PS: I tend to say that it does make more sense to interpret the chord as a D7 substitute, because it does introduce into the song. So: G11sus4 or Dminor7add4, this is not of great importance (and also depending on how you look at it, that is: the angle; the chord, thus, can also be seen as a musical embodiment of ambiguity), and certainly the elegant G11sus4 does work better as a chapter’s title.
(Picture: kevinhouston.net)
(PS2: the question of the Ruben’s authenticity is another matter. We might discuss it later, because in involves the question if it is enough to think that a picture is genuine because it had been owned by a high-profile Nazi officer)
And this is also what Roger Brown now has to learn. And now the hard way.
Because just now a cellphone is ringing. And this ringing tone sounds familiar. And we even might say that this ringing tone is also surrounded by mystery and that there is a certain cult about that ringing tone.

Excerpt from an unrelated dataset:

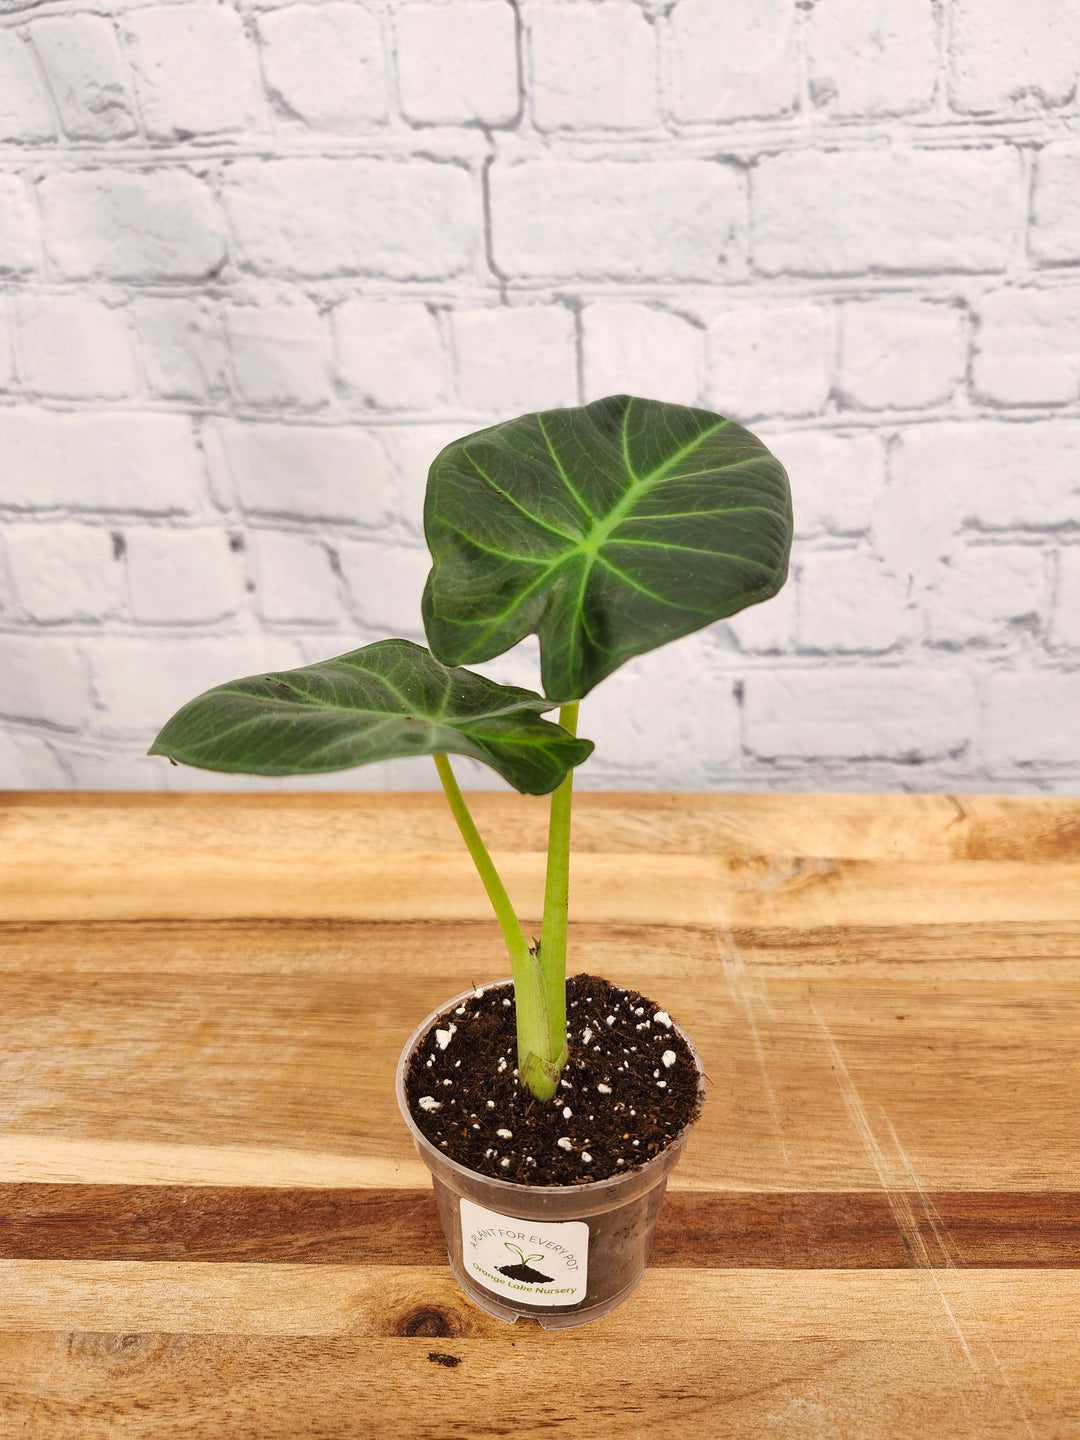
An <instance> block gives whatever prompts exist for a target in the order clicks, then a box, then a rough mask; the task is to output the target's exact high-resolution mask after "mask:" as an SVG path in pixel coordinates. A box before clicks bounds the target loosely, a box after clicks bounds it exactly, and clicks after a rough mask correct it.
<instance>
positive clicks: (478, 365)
mask: <svg viewBox="0 0 1080 1440" xmlns="http://www.w3.org/2000/svg"><path fill="white" fill-rule="evenodd" d="M452 324H454V348H455V353H456V361H458V395H459V396H461V403H462V405H464V406H467V409H469V410H497V412H500V413H501V412H510V413H514V412H518V410H546V409H553V408H554V406H560V405H576V403H577V360H576V354H575V333H573V317H572V314H570V311H569V310H564V308H563V307H562V305H521V307H516V308H507V307H500V308H491V310H462V311H458V312H456V314H455V315H454V317H452Z"/></svg>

(Picture: rogerbourland.com)
Well, yes. It is the mystic G11sus4 chord, but here this chord does not exactly announce the Lennon/McCartney song A Hard Day’s Night. But since this ringing tone is the ringing tone of the cellphone of Roger Brown’s wife Diana, Roger Brown immediately does become aware that his wife has cheated on him. And had been in that particular flat. The flat with the Rubens painting, owned by a client of Roger Brown who had been, as Roger Brown does become aware, the lover of his wife. And thus the chord, the becoming aware of being cheated, the (putative) Rubens’s beauty, nature’s beauty, the dream of a bright future, all this fuses into one (rather distorted picture). Or: the magic chord becomes loaded with all this.